I'm learning PostgreSQL Clustering abilities and I would like to compare performance of the same query with table not clustered and with table clustered.
I tried to generate 25 million user events and run query before clustering and after.
Yet, running EXPLAIN ANALYSE
doesn't give monotonic results in each case, and it's hard to compare the values. I mean, running it before clusterization results in query time ~100-200ms, and after clusterization results in somewhat similar, though I see that Heap Fetches: 0
in that case.
My question is how do I benchmark query before and query after to analyze it? Are there any tools available that allow to do it? Maybe I can collect stats from multiple query runs and get the visualization of percentiles in each case?
I have seen that it's possible to collect the sum of values and to compare it, but isn't it possible to get percentiles somehow? Maybe you use some data visualization tools for that?

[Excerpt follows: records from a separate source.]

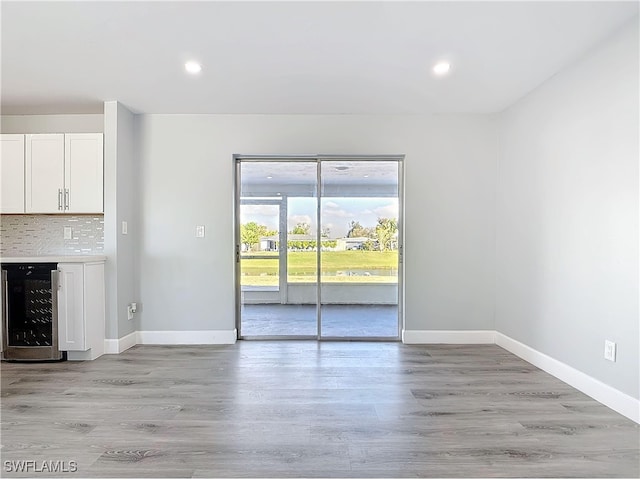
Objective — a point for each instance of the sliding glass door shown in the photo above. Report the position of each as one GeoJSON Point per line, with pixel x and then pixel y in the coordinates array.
{"type": "Point", "coordinates": [318, 246]}
{"type": "Point", "coordinates": [359, 263]}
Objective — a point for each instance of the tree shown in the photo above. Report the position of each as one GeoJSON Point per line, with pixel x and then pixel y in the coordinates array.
{"type": "Point", "coordinates": [250, 233]}
{"type": "Point", "coordinates": [386, 230]}
{"type": "Point", "coordinates": [301, 229]}
{"type": "Point", "coordinates": [357, 230]}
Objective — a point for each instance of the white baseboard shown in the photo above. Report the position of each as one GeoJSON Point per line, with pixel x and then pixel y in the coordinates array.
{"type": "Point", "coordinates": [195, 337]}
{"type": "Point", "coordinates": [448, 336]}
{"type": "Point", "coordinates": [603, 393]}
{"type": "Point", "coordinates": [119, 345]}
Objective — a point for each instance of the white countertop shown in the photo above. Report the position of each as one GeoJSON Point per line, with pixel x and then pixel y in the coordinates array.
{"type": "Point", "coordinates": [55, 259]}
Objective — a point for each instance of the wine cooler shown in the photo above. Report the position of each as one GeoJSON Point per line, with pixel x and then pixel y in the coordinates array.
{"type": "Point", "coordinates": [30, 312]}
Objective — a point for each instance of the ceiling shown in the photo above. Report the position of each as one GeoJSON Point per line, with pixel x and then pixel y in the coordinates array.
{"type": "Point", "coordinates": [291, 57]}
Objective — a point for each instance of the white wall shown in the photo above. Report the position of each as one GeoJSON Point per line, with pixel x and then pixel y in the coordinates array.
{"type": "Point", "coordinates": [567, 215]}
{"type": "Point", "coordinates": [187, 179]}
{"type": "Point", "coordinates": [121, 204]}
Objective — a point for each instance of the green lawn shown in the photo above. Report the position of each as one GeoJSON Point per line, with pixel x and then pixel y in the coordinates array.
{"type": "Point", "coordinates": [369, 267]}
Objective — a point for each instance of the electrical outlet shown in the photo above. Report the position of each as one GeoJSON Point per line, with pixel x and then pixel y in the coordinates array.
{"type": "Point", "coordinates": [610, 350]}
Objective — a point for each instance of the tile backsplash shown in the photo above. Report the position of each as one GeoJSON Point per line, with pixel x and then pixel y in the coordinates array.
{"type": "Point", "coordinates": [28, 235]}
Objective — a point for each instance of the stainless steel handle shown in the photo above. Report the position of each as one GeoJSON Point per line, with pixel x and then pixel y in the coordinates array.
{"type": "Point", "coordinates": [5, 311]}
{"type": "Point", "coordinates": [55, 286]}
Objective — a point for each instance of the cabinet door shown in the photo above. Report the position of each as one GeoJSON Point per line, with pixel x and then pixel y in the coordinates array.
{"type": "Point", "coordinates": [71, 325]}
{"type": "Point", "coordinates": [83, 173]}
{"type": "Point", "coordinates": [44, 186]}
{"type": "Point", "coordinates": [11, 173]}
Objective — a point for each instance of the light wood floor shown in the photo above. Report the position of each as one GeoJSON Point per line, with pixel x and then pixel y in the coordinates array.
{"type": "Point", "coordinates": [307, 409]}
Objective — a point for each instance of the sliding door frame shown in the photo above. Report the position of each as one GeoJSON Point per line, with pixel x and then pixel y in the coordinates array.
{"type": "Point", "coordinates": [238, 159]}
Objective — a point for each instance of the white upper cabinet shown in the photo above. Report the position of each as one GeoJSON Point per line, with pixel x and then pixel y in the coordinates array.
{"type": "Point", "coordinates": [83, 172]}
{"type": "Point", "coordinates": [11, 173]}
{"type": "Point", "coordinates": [64, 173]}
{"type": "Point", "coordinates": [45, 173]}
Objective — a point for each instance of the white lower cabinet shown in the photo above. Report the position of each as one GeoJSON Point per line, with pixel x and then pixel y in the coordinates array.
{"type": "Point", "coordinates": [81, 310]}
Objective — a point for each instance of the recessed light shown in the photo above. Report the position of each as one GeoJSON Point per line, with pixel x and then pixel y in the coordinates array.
{"type": "Point", "coordinates": [441, 68]}
{"type": "Point", "coordinates": [193, 67]}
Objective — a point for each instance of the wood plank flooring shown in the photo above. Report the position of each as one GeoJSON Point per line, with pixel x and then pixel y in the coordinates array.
{"type": "Point", "coordinates": [306, 410]}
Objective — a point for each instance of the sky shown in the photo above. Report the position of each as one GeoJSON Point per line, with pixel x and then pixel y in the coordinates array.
{"type": "Point", "coordinates": [337, 213]}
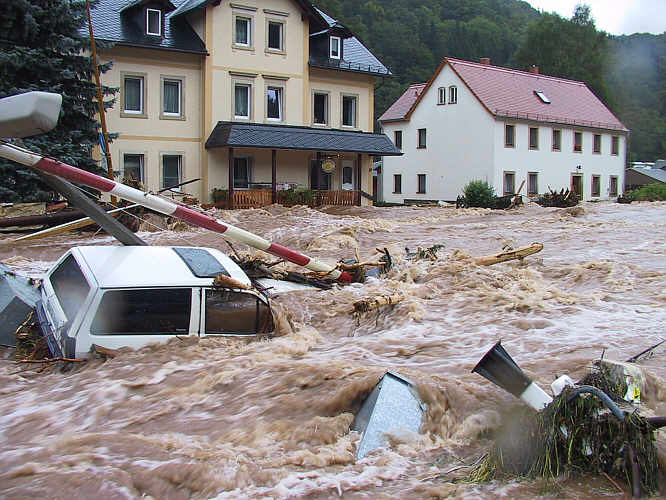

To answer your question as it is asked: you benchmark your queries by running them. To get dependable values, you have to run them repeatedly, ideally with different constants. Running the query with different constants reduces the effects of caching (the statement becomes faster and faster, because more and more of its data are cached in RAM). One tool that you can use for that purpose is the built-in pgbench
with a custom script.
To answer the unasked question that I suspect is your actual problem: Your query is performing an index-only scan, and your attempts to improve the performance by running CLUSTER
on an underlying table failed. That is hardly surprising, since an index-only scan that doesn't perform any heap fetches is independent of the physical order of the heap table, because the heap table is not even accessed. CLUSTER
rewrites the table, but the index will look pretty much the same and won't perform any different.